The national coming out party for same-sex marriage?
With snow in Washington, the “Deck the Halls” phrase, “Don we now our gay apparel,” comes to mind.
It’s 2013 and already we’ve seen a former detractor, GOP Senator Rob Portman, persuaded to come out for same-sex marriage in support of his gay son. We’ve even heard Republican political strategist Karl Rove imply the party could put the ‘gay’ in GOP by the next presidential election cycle.
Talk about coming in from out in the cold. It’s so “in” these days to be gay politically, fence-sitting is definitely out.
So now we have former Secretary of State Hillary Clinton in a video in support of same-sex marriage, and her hubby, the former President Bill Clinton, publicly regretting that he signed the Defense of Marriage Act. And even President Obama, a notorious fence-sitter, is saying DOMA is unconstitutional.
It all makes the Supreme Court hearings on the constitutionality of same-sex bans this week intriguing, because as the political opposition to same-sex marriage is falling apart, SCOTUS may not feel compelled to step in so boldly right now.
Of course, there’s always a fear that Antonin Scalia will wake up on the wrong side of bed. But the sense is the court will not want to define an evolving issue any more than it has to.
Still, it’s Holy Week, and so the biblical standard of Solomon will likely apply in the ultimate rulings by the court’s recess in June. By then, they’ll probably decide to cut the baby in half. The question is, where is the dividing line?
On the California marriage ban, Prop 8, I’d say SCOTUS is likely to let stand the lower court’s ruling that the state by a majority vote had no right to take away same-sex marriage once it was upheld by the California Supreme Court.

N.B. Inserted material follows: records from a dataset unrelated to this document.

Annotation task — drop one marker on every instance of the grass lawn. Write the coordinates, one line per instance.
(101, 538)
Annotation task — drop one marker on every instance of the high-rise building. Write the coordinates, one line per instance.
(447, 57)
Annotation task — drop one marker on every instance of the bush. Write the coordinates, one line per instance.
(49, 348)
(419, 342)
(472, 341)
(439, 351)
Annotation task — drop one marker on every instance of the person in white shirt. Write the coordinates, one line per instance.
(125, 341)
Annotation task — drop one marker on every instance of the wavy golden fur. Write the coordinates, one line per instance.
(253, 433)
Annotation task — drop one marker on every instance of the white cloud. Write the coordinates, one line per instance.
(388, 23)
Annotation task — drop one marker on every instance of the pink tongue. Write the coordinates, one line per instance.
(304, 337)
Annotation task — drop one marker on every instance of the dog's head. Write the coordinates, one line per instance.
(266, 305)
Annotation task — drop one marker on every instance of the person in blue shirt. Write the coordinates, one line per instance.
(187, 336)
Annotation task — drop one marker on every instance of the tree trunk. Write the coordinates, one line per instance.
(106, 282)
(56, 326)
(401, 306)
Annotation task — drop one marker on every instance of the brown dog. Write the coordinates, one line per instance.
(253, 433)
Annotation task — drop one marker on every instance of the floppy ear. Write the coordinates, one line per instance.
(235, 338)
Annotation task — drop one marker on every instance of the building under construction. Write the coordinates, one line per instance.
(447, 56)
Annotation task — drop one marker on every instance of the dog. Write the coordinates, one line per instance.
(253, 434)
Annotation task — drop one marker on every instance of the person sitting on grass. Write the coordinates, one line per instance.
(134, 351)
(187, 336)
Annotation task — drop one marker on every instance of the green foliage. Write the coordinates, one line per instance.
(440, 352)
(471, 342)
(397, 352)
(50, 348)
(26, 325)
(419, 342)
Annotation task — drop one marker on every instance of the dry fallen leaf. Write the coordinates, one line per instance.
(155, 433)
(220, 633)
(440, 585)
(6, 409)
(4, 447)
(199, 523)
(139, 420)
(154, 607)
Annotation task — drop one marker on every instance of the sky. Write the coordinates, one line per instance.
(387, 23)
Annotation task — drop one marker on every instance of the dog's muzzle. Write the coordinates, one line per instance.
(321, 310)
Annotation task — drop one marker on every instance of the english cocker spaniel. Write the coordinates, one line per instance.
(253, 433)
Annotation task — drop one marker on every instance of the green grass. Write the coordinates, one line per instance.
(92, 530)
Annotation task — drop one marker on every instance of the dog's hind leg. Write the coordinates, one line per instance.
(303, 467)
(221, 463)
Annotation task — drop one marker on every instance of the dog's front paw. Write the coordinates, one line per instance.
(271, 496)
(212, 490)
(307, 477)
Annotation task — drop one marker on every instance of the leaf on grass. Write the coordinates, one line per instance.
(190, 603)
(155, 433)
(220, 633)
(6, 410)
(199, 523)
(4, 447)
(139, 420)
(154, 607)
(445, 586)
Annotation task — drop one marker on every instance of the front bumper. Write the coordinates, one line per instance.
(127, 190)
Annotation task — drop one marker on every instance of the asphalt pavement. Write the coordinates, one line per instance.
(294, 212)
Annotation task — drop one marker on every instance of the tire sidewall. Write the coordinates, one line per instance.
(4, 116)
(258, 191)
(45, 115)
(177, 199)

Ruling in that way would restore same-sex marriages in California, but not apply to any other state.
On the federal Defense of Marriage Act, SCOTUS will likely strike it down as unconstitutional (since both plaintiff and the Obama administration agree) and allow federal laws to be applied in the nine states where same-sex unions are legal (Maine, New York, Vermont, New Hampshire, Connecticut, Massachusetts, Washington, Maryland, Iowa, and DC). Great. It’s a big deal when you consider the estimated one million LGBT immigrants who are either documented or undocumented and have been prevented from becoming U.S. citizens through marriage.
On the other hand, that court action won’t change anything in 38 states where same-sex marriage bans exist. SCOTUS will likely wait for the states and politicians to figure it out, or for another case to bubble up.

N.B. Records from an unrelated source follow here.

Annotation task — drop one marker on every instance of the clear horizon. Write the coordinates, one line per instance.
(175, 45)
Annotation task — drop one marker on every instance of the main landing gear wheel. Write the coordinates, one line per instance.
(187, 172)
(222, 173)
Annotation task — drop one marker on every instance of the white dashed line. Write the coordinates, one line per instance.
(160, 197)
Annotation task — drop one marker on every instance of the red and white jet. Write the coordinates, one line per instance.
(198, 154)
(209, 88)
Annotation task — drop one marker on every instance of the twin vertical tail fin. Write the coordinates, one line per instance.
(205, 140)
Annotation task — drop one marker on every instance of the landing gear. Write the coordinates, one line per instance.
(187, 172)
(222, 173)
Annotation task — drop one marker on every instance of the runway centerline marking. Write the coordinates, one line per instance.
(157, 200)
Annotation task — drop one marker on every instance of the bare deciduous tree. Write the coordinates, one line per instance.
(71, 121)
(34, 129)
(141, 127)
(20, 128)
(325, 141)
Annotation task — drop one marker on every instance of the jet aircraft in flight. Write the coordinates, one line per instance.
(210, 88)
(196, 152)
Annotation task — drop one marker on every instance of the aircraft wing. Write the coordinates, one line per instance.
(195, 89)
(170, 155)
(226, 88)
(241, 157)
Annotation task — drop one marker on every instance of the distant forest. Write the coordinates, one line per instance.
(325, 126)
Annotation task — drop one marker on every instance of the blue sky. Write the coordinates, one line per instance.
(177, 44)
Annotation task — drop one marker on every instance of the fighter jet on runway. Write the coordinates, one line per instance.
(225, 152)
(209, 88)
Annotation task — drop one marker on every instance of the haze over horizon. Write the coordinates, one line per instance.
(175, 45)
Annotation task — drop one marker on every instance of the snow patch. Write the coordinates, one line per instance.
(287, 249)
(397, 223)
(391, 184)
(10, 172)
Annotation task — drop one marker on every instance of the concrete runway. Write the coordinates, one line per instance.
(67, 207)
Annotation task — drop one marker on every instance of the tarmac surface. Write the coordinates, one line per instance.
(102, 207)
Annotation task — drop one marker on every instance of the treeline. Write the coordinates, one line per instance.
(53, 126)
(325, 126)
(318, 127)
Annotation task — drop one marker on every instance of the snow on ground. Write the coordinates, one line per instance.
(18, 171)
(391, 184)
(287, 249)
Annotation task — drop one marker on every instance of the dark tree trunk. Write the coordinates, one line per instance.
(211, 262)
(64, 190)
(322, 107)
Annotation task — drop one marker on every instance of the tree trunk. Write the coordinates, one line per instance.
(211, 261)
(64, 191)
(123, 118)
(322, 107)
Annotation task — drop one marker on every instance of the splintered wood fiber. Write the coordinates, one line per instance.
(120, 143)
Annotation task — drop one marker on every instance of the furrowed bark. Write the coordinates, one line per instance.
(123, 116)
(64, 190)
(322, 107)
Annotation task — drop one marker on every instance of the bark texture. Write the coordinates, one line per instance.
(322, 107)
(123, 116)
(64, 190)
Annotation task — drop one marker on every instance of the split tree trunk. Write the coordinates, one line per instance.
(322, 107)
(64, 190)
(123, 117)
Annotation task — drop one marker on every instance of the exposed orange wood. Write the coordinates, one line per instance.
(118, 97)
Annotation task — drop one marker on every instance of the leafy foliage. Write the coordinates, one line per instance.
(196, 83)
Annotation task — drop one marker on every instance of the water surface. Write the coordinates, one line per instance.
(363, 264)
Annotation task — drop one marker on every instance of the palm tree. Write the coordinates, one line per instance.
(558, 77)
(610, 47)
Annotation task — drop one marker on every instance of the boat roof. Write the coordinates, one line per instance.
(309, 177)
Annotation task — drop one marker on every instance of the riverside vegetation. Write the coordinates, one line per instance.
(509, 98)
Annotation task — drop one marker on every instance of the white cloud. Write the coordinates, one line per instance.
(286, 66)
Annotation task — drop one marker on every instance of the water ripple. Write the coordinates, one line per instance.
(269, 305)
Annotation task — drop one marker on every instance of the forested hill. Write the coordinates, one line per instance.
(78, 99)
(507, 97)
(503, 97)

A prudent course, perhaps. But why wait if America has already accepted the Bravo Channel as a part of life?
A look at public opinion polls shows how quickly the world is changing.
In the Washington Post/ABC poll, 58 percent of Americans now believe it should be legal for gay and lesbian couples to get married; 36 percent say it should be illegal. Ten years ago, it was just the opposite.
A majority of Americans no longer think it’s cool to discriminate on marriage.
Surely, Asian American sensitivities to discrimination based on marriage were formed with early immigrants, mostly male laborers who were then prevented by law from inter-marriage with other races.
That racist law impacted my life. Now anti-marriage laws continue to impact my family with these same-sex bans.
When the political forces were against me, I wrote about it in 2003 on the occasion of my cousin Pauline’s wedding.
I wrote about it again in 2008, when a ballot measure put her civil rights up to a vote.
All these years later, Prop 8 still doesn’t make sense in California. And neither does DOMA.
But now the political winds are changing in favor of equal rights, and perhaps starting with the hearings this week, the Supreme Court will see fit to begin to seal the deal.